Thursday, 16 Syawwal 1445 / 25 April 2024

Thursday, 16 Syawwal 1445 / 25 April 2024

Bawaslu Anambas: Pilkada 2020 Rawan Politik Uang

Kamis 05 Nov 2020 02:00 WIB

Red: Andi Nur Aminah

 Ilustrasi Politik Uang

Ilustrasi Politik Uang

Foto: Foto : MgRol_94
Bawaslu cukup banyak menerima laporan tak resmi terkait dugaan politik uang.

REPUBLIKA.CO.ID, ANAMBAS -- Badan Pengawas Pemilu Kabupaten Kepulauan Anambas, Provinsi Kepulauan Riau, menyatakan Pilkada 2020 rawan politik uang. Meski demikian, pembuktiannya cukup sulit dilakukan.
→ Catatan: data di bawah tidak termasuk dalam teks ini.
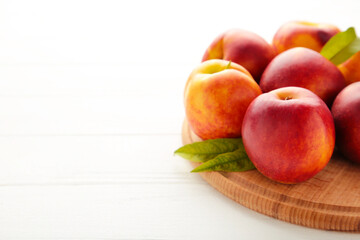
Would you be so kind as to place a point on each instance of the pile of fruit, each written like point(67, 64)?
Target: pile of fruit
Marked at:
point(282, 106)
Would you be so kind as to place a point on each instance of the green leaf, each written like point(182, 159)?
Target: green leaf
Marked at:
point(236, 161)
point(341, 46)
point(209, 149)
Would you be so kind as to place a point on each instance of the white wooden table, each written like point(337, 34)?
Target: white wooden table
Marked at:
point(91, 112)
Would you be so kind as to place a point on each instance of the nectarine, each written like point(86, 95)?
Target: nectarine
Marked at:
point(289, 134)
point(217, 95)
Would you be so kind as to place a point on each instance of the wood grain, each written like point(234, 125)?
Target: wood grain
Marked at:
point(330, 200)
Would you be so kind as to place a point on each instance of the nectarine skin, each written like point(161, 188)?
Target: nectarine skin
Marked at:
point(303, 67)
point(346, 112)
point(303, 34)
point(351, 69)
point(289, 134)
point(216, 98)
point(242, 47)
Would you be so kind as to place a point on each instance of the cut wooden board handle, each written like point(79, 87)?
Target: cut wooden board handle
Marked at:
point(330, 200)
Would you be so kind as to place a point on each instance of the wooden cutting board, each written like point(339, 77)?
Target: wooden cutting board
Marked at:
point(330, 200)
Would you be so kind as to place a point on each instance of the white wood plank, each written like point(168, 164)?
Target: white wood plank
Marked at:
point(109, 188)
point(69, 115)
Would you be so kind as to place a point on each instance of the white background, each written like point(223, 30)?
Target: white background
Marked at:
point(91, 112)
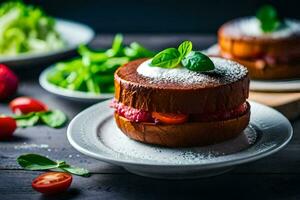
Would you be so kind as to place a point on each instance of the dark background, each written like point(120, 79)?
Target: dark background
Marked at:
point(159, 16)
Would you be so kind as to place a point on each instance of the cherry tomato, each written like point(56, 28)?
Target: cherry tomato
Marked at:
point(24, 105)
point(170, 118)
point(52, 182)
point(7, 127)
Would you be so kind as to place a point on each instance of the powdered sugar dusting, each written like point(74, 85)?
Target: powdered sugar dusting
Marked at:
point(225, 71)
point(123, 146)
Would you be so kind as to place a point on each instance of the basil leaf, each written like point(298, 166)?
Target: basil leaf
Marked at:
point(196, 61)
point(116, 46)
point(269, 20)
point(54, 118)
point(27, 120)
point(76, 170)
point(36, 162)
point(185, 48)
point(168, 58)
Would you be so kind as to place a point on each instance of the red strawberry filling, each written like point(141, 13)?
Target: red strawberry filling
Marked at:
point(137, 115)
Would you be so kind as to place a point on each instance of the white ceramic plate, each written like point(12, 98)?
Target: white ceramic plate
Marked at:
point(93, 132)
point(267, 85)
point(72, 32)
point(70, 94)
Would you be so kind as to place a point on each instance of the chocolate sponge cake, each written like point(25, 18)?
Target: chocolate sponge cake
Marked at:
point(178, 107)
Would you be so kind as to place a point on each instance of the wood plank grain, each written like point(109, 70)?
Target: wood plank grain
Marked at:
point(128, 186)
point(288, 103)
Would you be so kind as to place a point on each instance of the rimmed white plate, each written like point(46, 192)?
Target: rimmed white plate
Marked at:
point(70, 94)
point(287, 85)
point(93, 132)
point(72, 32)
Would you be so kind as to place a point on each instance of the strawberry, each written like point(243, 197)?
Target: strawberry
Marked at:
point(8, 82)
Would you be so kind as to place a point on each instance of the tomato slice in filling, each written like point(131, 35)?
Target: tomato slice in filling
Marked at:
point(137, 115)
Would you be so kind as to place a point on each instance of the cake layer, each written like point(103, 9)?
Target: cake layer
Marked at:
point(222, 89)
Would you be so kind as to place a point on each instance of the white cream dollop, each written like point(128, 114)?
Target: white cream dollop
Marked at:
point(229, 70)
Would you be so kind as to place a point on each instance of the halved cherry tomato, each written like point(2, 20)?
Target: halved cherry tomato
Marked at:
point(170, 118)
point(24, 105)
point(7, 127)
point(52, 182)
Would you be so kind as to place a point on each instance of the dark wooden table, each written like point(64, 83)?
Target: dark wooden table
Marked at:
point(274, 177)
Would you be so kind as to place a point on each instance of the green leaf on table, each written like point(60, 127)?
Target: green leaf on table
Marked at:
point(36, 162)
point(268, 17)
point(76, 170)
point(53, 118)
point(185, 48)
point(168, 58)
point(30, 120)
point(197, 61)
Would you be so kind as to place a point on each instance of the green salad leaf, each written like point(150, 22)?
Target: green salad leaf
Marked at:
point(93, 70)
point(39, 162)
point(268, 17)
point(51, 118)
point(25, 28)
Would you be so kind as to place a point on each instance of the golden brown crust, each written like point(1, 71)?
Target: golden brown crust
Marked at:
point(244, 47)
point(184, 135)
point(261, 71)
point(133, 91)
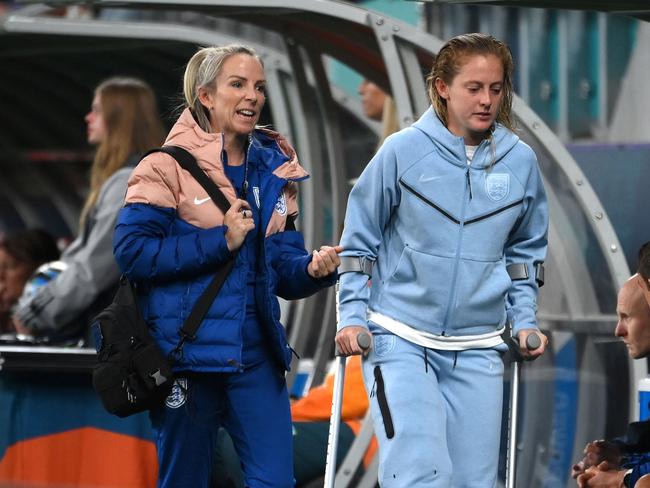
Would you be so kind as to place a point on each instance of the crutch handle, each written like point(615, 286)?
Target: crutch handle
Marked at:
point(533, 342)
point(363, 340)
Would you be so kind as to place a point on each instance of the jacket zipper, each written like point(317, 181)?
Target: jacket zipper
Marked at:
point(454, 279)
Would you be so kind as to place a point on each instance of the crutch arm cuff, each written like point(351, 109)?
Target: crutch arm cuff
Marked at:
point(355, 264)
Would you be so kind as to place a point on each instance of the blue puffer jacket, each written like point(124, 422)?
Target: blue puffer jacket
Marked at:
point(442, 233)
point(170, 240)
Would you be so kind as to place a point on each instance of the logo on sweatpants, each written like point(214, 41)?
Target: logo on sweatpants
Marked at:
point(178, 395)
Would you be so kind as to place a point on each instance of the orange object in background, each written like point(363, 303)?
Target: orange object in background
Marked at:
point(85, 457)
point(316, 405)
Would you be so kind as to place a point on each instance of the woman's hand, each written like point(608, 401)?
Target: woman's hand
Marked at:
point(324, 261)
point(347, 340)
point(239, 220)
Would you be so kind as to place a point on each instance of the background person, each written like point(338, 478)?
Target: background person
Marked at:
point(123, 122)
point(21, 253)
point(170, 240)
point(378, 105)
point(625, 461)
point(441, 293)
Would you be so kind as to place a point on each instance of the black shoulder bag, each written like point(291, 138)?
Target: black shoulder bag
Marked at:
point(132, 374)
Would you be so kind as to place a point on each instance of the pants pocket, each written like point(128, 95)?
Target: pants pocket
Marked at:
point(383, 404)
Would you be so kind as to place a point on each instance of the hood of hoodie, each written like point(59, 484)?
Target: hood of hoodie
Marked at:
point(452, 147)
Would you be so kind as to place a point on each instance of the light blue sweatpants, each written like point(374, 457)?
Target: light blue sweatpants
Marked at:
point(437, 414)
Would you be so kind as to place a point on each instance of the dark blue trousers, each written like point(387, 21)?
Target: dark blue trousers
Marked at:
point(252, 406)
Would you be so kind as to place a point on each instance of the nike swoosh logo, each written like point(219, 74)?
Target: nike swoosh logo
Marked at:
point(424, 179)
point(201, 201)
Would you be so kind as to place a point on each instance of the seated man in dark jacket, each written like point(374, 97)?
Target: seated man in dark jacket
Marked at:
point(625, 461)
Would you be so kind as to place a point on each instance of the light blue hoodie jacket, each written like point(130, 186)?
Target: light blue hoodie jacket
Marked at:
point(441, 233)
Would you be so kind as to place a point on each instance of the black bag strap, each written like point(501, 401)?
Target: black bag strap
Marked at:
point(186, 161)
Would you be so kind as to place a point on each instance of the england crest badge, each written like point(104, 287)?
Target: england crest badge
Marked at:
point(178, 395)
point(281, 205)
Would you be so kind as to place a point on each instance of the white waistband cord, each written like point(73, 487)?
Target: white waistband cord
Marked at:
point(433, 341)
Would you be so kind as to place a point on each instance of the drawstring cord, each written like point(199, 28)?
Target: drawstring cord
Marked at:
point(426, 362)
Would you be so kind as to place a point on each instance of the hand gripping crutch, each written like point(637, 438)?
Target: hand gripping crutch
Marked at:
point(532, 342)
point(363, 340)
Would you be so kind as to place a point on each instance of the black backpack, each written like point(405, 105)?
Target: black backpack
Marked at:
point(132, 373)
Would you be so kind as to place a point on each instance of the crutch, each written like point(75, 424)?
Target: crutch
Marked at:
point(532, 342)
point(363, 340)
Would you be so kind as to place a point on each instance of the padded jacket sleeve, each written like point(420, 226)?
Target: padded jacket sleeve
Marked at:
point(146, 249)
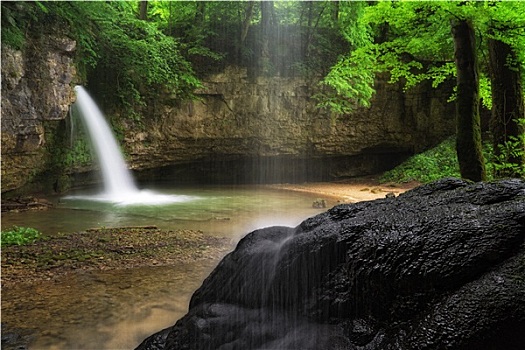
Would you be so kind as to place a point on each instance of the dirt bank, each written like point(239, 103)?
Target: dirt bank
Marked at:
point(349, 190)
point(107, 248)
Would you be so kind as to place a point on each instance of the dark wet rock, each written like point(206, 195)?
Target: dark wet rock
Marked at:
point(439, 267)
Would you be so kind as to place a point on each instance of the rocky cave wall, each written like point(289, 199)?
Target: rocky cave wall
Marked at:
point(269, 130)
point(241, 129)
point(36, 95)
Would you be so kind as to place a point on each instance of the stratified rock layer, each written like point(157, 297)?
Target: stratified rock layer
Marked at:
point(439, 267)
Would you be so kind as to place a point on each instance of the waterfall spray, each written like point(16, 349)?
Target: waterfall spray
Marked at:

Anggota Bawaslu Anambas Liber Simaremare, di Tarempa, ibu kota Anambas, Rabu (4/11) mengatakan pihaknya cukup banyak menerima laporan terkait dugaan politik uang. Namun orang yang memberi informasi tersebut tidak mau membuat laporan resmi.

Baca Juga

"Kami didesak untuk mengambil tindakan tegas oleh tim salah satu pasangan calon, namun informasi awal itu tidak dilengkapi data. Padahal penerima uang itu dapat melaporkan kepada kami untuk segera ditindaklanjuti sesuai peraturan yang berlaku," ujarnya.

Sampai sekarang, kata Liber, Bawaslu Anambas belum menemukan maupun menerima laporan resmi terkait politik uang. "Laporan hanya disampaikan secara tidak resmi. Sulit ditindaklanjuti kalau penerima uang tersebut tidak melaporkan kepada kami," katanya.

Liber mengingatkan pemberi dan penerima uang untuk "membeli" suara dapat dikenakan sanksi pidana. Karena itu ia mengajak seluruh masyarakat untuk menolak politik uang.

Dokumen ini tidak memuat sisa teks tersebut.